I wish I could give you a straightforward answer to that, but I can’t. My failure I suppose. Each of you will have your own way of thinking about what you need to keep your spirit of hopefulness alive. All I can do is share with you some of my own clues, inklings, resources – and the Torah is one of them: exploring the dramas of Abraham’s life, for example, I am provoked by the words, stirred by the dilemmas, inspired by the hope that is incarnated in the text. When God changes Abram’s name in the text Naomi read, he wasn’t asked if it was okay, he wasn’t asked how he felt about it. Something was added to the name, a symbol of his transformation, an acknowledgement that change is possible: Abram left behind his certainties and opened himself to following and listening to the divine – that gives me hope, it gives me inspiration that listening in, as deeply as is possible amidst all the distractions, listening in to what is going on around and within, listening in to the unfolding spirit of all being, otherwise known as Adonai, is a reality that can guide and underpin and provoke - and sometimes, yes, destabilise  - our lives. But it is filled with hope, that reality: that blessing is real - to receive it, and to be the bearer of blessing for others.

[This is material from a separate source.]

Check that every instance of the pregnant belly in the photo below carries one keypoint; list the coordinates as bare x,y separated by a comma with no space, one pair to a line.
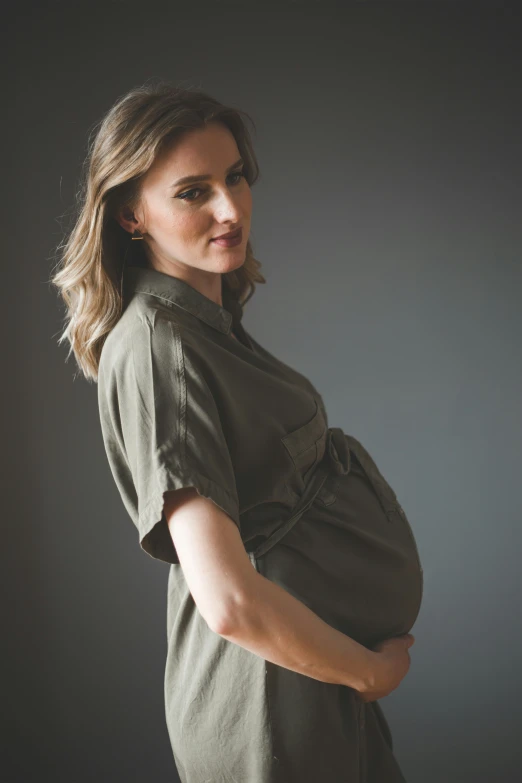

The poetry of Torah endures from generation to generation – it is our strength, it offers hope, over and over, we can bear the vicissitudes of life because we are caught up in a drama that is bigger than us. It’s the only thing that is unchanging, that endures, as solid as rock in our lives, even though it is also as fluid as water, for it flows and ripples and is never still, we dip into it and it is never the same from moment to moment, for we are never the same from moment to moment, and yet we can always draw upon it, endlessly deep, ever-flowing, feeding the spirit, nurturing our souls, which are thirsty for meaning and for hope.